Yeah, yeah. I get it... Here is our papers and the original Importation Document...
Since we were in a quiet marina, I asked John why we had to give up a certificate each time?
His answer was not satisfactory, but it was one of the last times I ever had to show the pink page.
Then, John decided to do a count of liquor bottles, since you can only have two liters per person...
I called Bullsh** right away. What if I bought the hooch locally?
"No problem, the bottles show the Queen's Tax seal". Answered John.
"Uhh, no, John. These show no tax tag because I buy them at the Navy and Army/Air Force Exchange, I can buy eight liters a month, and I can keep buying as long as I have ration coupons. You don't expect me to actually pound down eight liters a month, do you?"
"Well, we can seize your liquor..." Threatened the nice Customs man.

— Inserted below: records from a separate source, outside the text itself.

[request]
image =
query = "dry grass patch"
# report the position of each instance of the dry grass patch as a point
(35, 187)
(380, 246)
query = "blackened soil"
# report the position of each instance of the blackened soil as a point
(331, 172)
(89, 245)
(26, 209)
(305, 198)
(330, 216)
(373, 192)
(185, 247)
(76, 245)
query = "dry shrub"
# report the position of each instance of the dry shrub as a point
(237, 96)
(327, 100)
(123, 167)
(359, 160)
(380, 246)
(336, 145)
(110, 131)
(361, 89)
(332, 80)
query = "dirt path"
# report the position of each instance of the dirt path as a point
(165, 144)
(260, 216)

"Ok, go ahead. I go whine to my boss, Admiral Smith, he goes and has a chat with Admiral Crowe, who happens to be the U.S. Ambassador, who might be a little unhappy that one of his boys was being picked on, unnecessarily, just because he has a sailboat." "I don't see you Customs guys hassling the troops up at Ruislip, for having too much untaxed booze."
The Customs Guy changed subjects; "Do you happen to know the owner of "Acquilion"?"
"Yes...er, No".
"Well which is it?"
"We are sort of acquainted, we met last weekend, nice guy."

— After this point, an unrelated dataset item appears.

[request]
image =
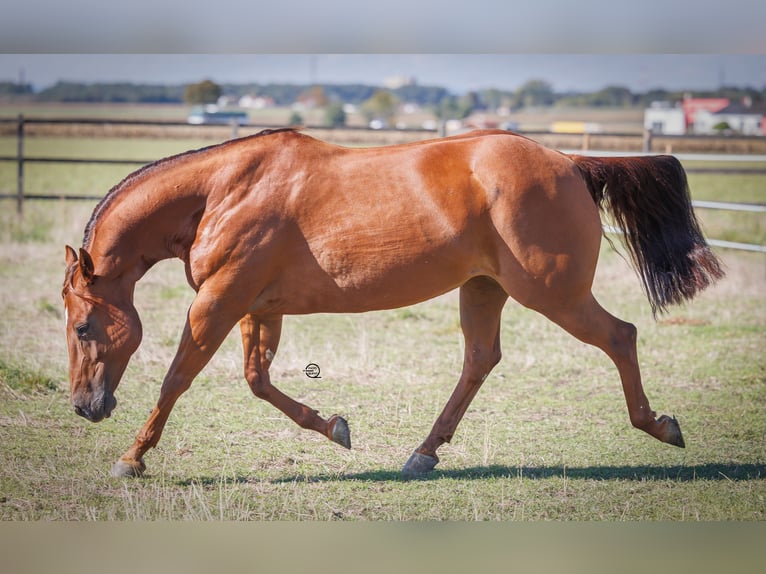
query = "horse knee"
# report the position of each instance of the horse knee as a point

"You might want to choose your friends a little more wisely, that individual is being watched and is suspected of smuggling."
Talk about changing my attitude!
"I hardly know that cat, at all! No sirree, don't want to be tarred by that brush!"
"Be sure you keep away from that crowd. Oh, and keep this conversation to yourself, would you, please?"
"Yes sir!"
Man, I couldn't wait to ask about this "Prycey" guy!
One good thing did come out of our little conversation; Customs never bugged us again. John might stop by and say "hello", from time to time, but I think that Customs was content to know that we were very harmless and that we were what we seemed, two new boat owners in a foreign land.
Next up: Calais, France!
Oh yes!
2 comments:
"I don't see you Customs guys hassling the troops up at Ruislip, for having too much untaxed booze."
Nor at RAF Uxbridge (or High Wycombe, where I actually lived), and that's a great good thing. OTOH, HM Customs could have had a legitimate beef with me as I provided a couple o' few of the Queens Loyal Subjects with a LOT of Jack Daniels Black during my stay. As gifts, tho... and not as trade. Now I may have received gifts in return, but no money changed hands. :D
Yes indeed, Buck.
I never did anything illegal (Like Black Marketing), I was always paranoid and the returns were not so good as to be worth the risk. But I did enjoy sharing our goodies, too. Our friends enjoyed the T-Bone steaks, which were illegal in the UK. (No beef on the bone...!) The Air Force was good enough to fly in U.S. Beef.